The battle system is the highlight of any Mana game, and Trials of Mana does some new things with this updated version. Players will trigger a battle with monsters on the field and pretty much wail on them until they are defeated. There’s a light a strong attack here with a few different combinations available depending on the character. Furthermore, characters have unique skills and abilities that improve as they level up.
Each time you level up, you are awarded training points. These points can be applied to characters to unlock passive abilities and new skills. More abilities are added throughout the story as well that can be accessed in battle using the shoulder buttons. Everything is kept simple without the need for tons of menus to get lost it.
During gameplay, characters will also be able to change classes, which is tied to their level. This means that even if you hate the battles in the game, you will have to fight if you hope to change classes and unlock new abilities. It was strange when this feature was first introduced because I was two levels shy of choosing a new class, and up until that point, I had never run away from a fight. Still, these classes come with new costumes that I’m sure fans will appreciate, especially Angelas.
Playing through the game on Normal difficulty presented no real problems when facing off against monsters on the field, but things change when fighting bosses. Each boss has a few attack patterns, along with a special attack that can be interrupted. These later fights put your skills to the test, and players must master the art of dodging and setting up their character’s battle AI to fit their playstyle.

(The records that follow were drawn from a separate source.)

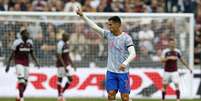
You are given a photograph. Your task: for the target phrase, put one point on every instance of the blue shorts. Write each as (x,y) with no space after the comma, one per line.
(117,81)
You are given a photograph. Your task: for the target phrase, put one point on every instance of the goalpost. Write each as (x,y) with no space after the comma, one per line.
(89,51)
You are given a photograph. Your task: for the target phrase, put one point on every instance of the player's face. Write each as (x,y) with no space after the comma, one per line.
(25,35)
(172,44)
(113,27)
(65,37)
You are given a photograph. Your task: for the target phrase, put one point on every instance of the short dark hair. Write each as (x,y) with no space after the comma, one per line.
(24,31)
(172,39)
(115,19)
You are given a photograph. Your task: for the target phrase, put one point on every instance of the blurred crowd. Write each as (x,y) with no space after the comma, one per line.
(152,39)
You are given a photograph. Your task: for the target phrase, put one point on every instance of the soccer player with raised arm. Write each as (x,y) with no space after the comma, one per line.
(63,64)
(21,49)
(121,52)
(169,58)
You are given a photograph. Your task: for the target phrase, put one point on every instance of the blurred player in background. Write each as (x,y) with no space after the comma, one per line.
(21,49)
(121,52)
(169,58)
(63,64)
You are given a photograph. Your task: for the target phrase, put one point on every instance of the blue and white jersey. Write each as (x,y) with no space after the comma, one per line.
(117,50)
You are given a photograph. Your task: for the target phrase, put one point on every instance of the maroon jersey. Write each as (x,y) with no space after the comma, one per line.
(171,65)
(63,49)
(22,50)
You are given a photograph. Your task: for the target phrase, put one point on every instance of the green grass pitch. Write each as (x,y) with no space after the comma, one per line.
(83,99)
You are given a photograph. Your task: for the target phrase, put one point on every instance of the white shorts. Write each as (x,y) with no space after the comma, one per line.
(22,71)
(171,77)
(62,73)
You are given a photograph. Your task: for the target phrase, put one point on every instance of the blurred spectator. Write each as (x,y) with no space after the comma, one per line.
(39,5)
(35,31)
(146,36)
(87,7)
(72,5)
(173,5)
(55,5)
(161,42)
(102,6)
(4,5)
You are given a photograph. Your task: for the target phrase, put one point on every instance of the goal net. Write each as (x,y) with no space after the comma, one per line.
(150,34)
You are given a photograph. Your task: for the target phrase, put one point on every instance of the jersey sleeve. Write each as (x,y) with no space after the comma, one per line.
(31,43)
(59,47)
(15,44)
(129,41)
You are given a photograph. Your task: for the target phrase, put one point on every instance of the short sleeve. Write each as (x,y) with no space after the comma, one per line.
(60,47)
(15,44)
(31,43)
(129,41)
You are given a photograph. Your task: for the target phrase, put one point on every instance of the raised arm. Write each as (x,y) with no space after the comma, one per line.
(185,64)
(34,58)
(9,60)
(132,55)
(92,24)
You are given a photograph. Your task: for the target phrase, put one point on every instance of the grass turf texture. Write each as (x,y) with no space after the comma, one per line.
(84,99)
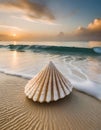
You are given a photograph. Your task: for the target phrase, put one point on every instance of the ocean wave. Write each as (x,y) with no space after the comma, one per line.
(53,49)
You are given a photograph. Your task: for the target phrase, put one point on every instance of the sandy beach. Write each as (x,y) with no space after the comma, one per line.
(76,112)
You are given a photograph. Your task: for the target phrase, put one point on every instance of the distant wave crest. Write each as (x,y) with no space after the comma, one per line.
(53,49)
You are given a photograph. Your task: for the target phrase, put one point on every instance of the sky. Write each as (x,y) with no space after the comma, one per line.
(50,20)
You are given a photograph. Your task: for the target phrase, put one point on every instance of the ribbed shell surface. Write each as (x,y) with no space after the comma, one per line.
(49,85)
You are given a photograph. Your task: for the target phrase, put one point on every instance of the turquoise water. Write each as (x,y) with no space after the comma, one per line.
(80,62)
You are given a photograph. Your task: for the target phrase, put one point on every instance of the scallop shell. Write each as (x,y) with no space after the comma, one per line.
(48,85)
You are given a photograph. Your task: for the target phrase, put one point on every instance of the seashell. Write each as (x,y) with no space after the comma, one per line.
(48,85)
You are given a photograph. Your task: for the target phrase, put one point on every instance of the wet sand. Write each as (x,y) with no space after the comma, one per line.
(76,112)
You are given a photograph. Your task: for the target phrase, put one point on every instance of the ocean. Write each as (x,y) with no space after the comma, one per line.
(80,62)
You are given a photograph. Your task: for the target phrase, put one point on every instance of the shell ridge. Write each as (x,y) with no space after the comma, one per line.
(36,93)
(42,90)
(48,85)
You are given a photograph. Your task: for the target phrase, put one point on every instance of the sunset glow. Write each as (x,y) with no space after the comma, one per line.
(46,21)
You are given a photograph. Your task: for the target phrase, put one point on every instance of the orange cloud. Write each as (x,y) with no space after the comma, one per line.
(91,32)
(30,9)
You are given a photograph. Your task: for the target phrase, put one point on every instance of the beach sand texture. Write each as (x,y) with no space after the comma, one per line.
(17,112)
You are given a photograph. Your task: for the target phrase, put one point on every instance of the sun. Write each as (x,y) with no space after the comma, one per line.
(14,34)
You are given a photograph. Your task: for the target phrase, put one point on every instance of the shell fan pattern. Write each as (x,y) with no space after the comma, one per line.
(48,85)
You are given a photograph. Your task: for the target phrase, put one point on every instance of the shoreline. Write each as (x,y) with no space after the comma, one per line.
(78,111)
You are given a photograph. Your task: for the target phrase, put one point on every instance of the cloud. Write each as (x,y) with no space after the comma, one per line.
(91,32)
(32,10)
(10,27)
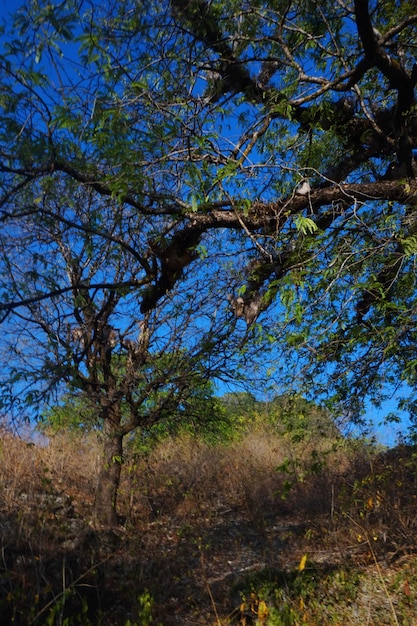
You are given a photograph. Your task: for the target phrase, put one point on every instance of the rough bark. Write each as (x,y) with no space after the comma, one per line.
(105,511)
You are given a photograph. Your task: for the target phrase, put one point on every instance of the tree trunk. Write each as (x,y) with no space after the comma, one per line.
(109,475)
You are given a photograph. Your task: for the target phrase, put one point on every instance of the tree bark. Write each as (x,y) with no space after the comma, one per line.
(105,506)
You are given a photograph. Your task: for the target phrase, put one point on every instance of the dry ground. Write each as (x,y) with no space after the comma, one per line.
(214,534)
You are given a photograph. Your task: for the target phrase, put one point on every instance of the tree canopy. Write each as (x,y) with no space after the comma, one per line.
(232,172)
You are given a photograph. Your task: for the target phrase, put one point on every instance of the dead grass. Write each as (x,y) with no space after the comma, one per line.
(206,524)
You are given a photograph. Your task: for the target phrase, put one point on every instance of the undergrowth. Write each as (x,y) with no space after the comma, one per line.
(258,529)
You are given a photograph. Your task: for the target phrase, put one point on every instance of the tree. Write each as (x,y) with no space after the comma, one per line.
(79,333)
(268,146)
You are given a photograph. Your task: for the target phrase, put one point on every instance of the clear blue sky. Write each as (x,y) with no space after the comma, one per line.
(386,434)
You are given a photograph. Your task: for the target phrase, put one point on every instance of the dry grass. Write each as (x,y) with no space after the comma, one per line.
(205,524)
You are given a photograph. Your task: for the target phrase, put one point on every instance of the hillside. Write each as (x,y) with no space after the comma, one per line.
(213,534)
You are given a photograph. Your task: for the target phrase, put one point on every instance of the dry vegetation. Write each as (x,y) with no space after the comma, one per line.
(214,534)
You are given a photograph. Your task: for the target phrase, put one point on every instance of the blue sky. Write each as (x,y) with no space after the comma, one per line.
(386,434)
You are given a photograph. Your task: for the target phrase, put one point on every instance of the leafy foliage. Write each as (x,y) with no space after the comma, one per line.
(207,181)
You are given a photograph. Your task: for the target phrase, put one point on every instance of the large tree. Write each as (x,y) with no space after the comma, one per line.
(266,145)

This introduces the glaring omission of the cooperative mode found in the original. These characters just sometimes don’t do what they are asked, which is typically when they die. This is only really apparent in a few of the tougher bosses battles, but it shows up from time to time and just caused my eyes to roll.
Given that you’ll be traveling for the entirety of the adventure, there isn’t any real fast travel option, which becomes more apparent after the fourth time you are asked to run through a dungeon. However, there are ways to get around the world map, by air or by sea. One returning staple in the series is the canon, but you’ll outgrow that quite quickly.
I adored the fantasy look of the character’s designs in Trials of Mana. The developers kept true to the classic designs while fully realizing them in 3D. I will say that the costumes do get quite revealing as you unlock new outfits, but that’s not a complaint. One issue that I had was the class system was how long it took to switch classes for three characters. I believed I timed it at about 10 minutes just to change each of the character’s class and watch the animations play through. Luckily you only have to go through this a few times.
Sound design is exceptionally well-orchestrated as the music has been updated. However, it’s also possible to switch to the classic soundtrack if that’s what you want to do. Players can also choose whether to play with either Japanese or English audio. Sadly, I don’t think all of the English audio is good; some characters just came off as unenthusiastic and lifeless. However, I did end up enjoying how it allowed me to understand the character’s personalities a bit better. On the other hand, the Japanese audio is excellent, but some of the nuances could become lost in translation.
Trials of Mana is unapologetically traditional and, yet, still makes itself accessible to all JRPG fans, both new and old. The dedication that the developers show as they retain the fantasy appeal of this classic title with updated systems is what ultimately shines during every moment of this adventure. There’s plenty here to explore with one campaign taking me around 20 hours to complete, with things to do that I missed, which had me jumping right back in for more. Sure, there’s some issue with the AI companions, but Trials of Mana is an adventure worth going on, and you’ll be thrilled that you did.